A LaVine deal feels like a longshot. A deal involving restricted free agent Nikola Vucevic (16.7 points, 10.3 rebounds, 1.7 3s) is far more likely. Considering what Chicago gave up for him, any Vucevic deal would be a clear signal the tank is on. The Bulls also are sitting on three underrated assets to sweeten the pot in any prospective move: 1) Portland's first-round pick, 2) Alex Caruso, and 3) Coby White.

If I owned the Timberwolves? I would view this season the same way as I viewed the deal my GM just made for Rudy Gobert: what's done is done...now please focus on doing whatever it takes to retain Anthony Edwards and Karl-Anthony Towns. Deal everyone not Edwards or KAT to get some picks back in the mix, and let's look ahead.

But in reality-based terms, that's out of the question. The stunning amount of capital Minnesota surrendered for Rudy Gobert basically mandates giving Gobert a season to regain some value. Dealing Gobert so soon after shipping out a franchise-future-altering boatload of picks vibes impossible.

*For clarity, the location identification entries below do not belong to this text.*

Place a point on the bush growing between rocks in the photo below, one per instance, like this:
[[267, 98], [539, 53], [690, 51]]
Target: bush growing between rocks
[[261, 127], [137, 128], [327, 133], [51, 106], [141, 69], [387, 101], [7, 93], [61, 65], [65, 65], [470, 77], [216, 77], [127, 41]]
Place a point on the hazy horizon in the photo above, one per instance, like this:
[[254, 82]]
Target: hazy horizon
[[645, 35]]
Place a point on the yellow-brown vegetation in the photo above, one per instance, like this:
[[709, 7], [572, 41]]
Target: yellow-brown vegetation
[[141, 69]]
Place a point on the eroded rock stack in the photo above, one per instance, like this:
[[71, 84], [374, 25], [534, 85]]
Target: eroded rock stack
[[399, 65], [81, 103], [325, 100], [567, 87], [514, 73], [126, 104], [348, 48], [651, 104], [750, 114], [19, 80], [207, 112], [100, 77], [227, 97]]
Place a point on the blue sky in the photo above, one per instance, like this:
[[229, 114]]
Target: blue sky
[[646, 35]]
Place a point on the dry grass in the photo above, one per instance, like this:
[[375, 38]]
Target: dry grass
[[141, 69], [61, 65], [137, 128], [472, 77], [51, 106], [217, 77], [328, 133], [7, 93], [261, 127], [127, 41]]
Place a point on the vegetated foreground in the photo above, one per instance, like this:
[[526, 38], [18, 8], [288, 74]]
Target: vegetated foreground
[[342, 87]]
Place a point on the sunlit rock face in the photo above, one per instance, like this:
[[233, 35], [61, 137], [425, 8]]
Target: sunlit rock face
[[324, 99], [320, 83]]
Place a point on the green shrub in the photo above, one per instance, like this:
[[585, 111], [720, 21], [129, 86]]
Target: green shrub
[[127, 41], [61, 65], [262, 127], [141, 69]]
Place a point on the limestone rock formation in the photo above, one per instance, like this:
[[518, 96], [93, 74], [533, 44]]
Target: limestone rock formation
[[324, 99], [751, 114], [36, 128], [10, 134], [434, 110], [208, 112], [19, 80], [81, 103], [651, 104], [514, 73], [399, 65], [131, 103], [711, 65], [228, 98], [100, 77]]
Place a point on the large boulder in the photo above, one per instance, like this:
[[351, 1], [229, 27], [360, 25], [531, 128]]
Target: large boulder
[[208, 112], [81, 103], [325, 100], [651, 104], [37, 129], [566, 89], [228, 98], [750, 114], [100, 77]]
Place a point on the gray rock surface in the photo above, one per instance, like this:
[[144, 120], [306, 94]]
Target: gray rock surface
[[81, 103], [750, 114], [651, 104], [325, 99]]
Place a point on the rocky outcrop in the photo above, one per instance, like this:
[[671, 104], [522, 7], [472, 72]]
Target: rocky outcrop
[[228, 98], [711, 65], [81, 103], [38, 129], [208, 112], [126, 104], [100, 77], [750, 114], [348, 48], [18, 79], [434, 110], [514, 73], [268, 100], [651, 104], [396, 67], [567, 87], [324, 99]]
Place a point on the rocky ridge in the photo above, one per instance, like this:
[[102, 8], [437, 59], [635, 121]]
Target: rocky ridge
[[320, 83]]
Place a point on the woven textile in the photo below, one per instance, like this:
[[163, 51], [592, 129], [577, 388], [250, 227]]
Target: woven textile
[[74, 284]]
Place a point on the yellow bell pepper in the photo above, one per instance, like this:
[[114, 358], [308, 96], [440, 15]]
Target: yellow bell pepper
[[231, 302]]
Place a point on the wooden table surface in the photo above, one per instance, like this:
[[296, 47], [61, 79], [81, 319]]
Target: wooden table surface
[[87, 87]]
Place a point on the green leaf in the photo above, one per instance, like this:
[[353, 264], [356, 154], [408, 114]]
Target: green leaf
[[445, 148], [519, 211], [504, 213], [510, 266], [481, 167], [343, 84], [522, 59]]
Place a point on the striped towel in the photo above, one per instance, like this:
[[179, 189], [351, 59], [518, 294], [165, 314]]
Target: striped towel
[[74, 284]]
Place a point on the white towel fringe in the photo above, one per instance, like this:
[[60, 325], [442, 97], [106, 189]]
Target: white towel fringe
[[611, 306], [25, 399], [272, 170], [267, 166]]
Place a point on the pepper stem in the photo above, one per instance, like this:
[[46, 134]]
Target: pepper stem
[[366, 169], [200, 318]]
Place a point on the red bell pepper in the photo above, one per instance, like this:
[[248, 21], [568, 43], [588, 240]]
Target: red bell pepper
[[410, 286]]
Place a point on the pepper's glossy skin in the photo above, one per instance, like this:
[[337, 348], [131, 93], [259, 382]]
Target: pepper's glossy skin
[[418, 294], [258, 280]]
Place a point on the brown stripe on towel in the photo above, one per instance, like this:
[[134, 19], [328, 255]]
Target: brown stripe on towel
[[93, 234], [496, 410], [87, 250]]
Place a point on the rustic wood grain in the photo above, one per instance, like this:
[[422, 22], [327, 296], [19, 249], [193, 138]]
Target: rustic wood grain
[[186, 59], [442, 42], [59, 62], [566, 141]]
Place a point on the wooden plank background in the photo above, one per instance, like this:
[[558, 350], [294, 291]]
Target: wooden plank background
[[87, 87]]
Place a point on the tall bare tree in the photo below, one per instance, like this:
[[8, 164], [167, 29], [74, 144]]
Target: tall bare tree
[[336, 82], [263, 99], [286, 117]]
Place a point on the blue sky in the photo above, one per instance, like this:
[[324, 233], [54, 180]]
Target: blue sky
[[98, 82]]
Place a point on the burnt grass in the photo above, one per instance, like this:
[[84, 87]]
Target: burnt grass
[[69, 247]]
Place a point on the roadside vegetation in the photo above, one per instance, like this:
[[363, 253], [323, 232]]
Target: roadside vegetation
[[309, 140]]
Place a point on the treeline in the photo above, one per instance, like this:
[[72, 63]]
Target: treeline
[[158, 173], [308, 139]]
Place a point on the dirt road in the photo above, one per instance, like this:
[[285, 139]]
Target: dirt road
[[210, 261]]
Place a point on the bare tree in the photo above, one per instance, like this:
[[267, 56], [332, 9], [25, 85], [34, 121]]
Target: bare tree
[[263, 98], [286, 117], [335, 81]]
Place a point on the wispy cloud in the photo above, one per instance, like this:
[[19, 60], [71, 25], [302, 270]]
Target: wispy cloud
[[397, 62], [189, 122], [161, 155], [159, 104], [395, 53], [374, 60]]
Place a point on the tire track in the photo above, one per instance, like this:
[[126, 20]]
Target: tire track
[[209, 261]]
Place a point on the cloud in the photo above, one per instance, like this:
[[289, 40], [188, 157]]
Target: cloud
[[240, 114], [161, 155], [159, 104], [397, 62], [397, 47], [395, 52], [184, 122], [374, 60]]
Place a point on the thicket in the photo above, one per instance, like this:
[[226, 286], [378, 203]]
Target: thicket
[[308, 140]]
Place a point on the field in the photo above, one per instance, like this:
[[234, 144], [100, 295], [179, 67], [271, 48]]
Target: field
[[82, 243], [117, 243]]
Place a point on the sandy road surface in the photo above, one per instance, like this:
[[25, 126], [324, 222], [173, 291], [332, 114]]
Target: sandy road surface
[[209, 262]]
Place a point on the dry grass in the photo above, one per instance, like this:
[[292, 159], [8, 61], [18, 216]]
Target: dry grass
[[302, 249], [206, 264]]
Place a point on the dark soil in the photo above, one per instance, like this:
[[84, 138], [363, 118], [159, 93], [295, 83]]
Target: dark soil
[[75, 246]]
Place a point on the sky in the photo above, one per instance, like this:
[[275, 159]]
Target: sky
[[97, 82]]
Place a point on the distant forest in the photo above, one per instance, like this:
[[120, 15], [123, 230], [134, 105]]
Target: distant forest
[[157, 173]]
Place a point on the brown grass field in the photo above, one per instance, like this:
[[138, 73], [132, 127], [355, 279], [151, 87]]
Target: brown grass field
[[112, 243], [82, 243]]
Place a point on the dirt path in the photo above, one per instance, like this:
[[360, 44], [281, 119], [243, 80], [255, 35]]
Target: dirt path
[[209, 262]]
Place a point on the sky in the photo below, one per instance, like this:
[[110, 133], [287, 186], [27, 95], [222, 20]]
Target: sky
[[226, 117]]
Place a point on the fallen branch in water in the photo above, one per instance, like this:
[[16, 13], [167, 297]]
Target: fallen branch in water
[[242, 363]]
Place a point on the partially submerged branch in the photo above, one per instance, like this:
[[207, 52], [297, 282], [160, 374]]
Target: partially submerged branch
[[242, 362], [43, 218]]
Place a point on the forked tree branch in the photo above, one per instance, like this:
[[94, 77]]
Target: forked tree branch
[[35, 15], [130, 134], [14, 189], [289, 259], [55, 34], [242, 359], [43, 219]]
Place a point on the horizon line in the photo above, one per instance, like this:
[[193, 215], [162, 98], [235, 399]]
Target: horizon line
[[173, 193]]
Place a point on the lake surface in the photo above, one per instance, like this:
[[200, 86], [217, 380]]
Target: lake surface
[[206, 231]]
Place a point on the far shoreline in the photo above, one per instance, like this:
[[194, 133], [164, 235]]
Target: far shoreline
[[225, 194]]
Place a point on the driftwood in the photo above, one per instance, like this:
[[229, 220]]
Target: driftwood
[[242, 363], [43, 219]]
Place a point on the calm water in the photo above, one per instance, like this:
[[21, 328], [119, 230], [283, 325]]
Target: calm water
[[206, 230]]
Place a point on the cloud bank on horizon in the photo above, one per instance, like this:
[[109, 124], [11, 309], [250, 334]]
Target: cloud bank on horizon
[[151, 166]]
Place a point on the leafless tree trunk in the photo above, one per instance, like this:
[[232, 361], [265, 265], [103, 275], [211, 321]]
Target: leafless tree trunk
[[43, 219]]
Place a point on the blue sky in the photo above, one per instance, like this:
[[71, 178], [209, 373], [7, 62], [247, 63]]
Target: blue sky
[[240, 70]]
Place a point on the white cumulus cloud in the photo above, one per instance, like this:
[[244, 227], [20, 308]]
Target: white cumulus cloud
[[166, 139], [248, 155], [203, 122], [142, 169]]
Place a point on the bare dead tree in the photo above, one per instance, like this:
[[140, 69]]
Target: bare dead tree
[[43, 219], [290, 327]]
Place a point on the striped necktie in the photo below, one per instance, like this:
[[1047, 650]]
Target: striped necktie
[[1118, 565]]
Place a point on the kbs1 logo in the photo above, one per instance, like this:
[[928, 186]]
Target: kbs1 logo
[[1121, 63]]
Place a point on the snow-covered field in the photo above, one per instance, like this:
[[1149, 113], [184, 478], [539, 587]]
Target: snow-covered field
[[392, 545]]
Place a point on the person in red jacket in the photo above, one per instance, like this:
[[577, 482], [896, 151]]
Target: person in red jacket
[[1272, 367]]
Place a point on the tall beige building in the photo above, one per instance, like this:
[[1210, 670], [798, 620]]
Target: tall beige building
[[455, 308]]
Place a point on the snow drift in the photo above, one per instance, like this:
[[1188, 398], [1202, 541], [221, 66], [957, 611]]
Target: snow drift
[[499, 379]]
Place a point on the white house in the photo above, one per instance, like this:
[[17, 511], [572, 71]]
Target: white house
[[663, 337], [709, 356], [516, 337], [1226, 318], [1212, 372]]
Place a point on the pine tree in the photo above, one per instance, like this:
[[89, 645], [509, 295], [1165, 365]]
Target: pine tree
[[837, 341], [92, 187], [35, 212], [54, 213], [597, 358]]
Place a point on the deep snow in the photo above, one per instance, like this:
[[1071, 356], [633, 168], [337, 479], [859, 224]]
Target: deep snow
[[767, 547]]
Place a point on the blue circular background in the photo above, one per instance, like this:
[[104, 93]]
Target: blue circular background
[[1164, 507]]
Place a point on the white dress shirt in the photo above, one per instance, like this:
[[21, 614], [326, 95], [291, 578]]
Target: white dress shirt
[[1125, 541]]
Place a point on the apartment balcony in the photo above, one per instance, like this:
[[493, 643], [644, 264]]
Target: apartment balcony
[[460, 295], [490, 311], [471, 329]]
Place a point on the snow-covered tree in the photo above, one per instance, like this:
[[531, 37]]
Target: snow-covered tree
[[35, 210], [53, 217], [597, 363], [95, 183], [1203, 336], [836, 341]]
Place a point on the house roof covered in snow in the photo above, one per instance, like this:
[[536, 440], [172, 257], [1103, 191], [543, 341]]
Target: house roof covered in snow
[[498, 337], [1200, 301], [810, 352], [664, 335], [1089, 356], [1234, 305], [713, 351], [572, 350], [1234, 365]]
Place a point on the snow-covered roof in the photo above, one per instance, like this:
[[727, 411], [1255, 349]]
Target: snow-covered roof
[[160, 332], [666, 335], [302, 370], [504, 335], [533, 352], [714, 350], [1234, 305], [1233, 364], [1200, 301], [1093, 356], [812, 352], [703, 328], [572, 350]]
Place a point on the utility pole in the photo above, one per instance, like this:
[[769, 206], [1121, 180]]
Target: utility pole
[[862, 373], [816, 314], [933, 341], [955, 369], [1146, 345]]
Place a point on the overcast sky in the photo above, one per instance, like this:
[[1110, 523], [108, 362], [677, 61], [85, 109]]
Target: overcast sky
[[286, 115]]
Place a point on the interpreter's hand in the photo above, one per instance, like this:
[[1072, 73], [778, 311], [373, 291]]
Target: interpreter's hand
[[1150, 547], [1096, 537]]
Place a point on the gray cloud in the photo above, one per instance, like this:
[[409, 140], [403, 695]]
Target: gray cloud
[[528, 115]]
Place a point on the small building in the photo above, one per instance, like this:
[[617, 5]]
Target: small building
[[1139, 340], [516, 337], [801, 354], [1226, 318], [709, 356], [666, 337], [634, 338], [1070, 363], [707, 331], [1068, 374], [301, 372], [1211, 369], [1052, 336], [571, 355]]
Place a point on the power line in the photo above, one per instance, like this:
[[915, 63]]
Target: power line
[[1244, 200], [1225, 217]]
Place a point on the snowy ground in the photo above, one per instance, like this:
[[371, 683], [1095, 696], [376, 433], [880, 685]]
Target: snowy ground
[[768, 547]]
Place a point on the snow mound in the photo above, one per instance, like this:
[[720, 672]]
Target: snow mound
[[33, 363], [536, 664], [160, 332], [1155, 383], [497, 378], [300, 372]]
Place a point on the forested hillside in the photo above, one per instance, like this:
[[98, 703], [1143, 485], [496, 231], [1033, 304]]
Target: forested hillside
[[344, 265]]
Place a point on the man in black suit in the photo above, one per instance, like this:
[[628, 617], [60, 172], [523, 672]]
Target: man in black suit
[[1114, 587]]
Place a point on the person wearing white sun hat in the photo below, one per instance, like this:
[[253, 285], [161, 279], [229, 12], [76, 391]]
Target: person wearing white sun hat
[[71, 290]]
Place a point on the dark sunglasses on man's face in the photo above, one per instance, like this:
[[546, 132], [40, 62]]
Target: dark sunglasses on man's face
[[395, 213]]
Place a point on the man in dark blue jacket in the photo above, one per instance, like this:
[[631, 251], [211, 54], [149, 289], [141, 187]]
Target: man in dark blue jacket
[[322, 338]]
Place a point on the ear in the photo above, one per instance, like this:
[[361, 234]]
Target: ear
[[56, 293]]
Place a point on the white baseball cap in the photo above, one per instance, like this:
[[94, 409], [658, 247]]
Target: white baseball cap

But... should Minnesota ever decide to go the route of this writer, they could ship out some interesting player combinations.

D'Angelo Russell is coming off a strong month (20.8 points, 6.2 assists, 2.9 3s, 1.3 blocks +steals) and is an unrestricted free agent. Jaylen Nowell is delivering in limited minutes (11.4 points, 0.6 steals, 1.2 3s in just 20.1 MPG). Jaden McDaniels is in the middle of his third two-week multi-categorical outburst of the season (14.9 points, 5.4 rebounds, 1.6 3s, 2.9 assists, 1.0 steals, 1.3 blocks.)

It would have been more realistic to close this with some musings on the Raptors or Kings. It isn't easy to envision the Lakers trying to tear it down at the deadline. An all-in, end-of-days implosion would obviously start with some kind of "deal-me" signal from LeBron James. Davis would follow. And then the rest of the roster would be available for cap space salary dumps (Russell Westbrook.)

But league rules make a mid-season LeBron trade impossible; it couldn't happen until the summer at the earliest. Still, remember the Lakers' reality-show dynamic. LeBron's out-of-this-world play is forcing GM Rob Pelinka's hand. With every amazing box score, the small possibility of reaching tangible "improve the cast or end this" potential grows.

So the pressure to make some kind of deal is reaching critical mass. But what if Pelinka doesn't want to give up his last two firsts until the end of the decade? Maybe instead of surrendering what remains of his future assets for, say, Myles Turner + TBD and an outside shot at the conference finals.... Pelinka goes the other way.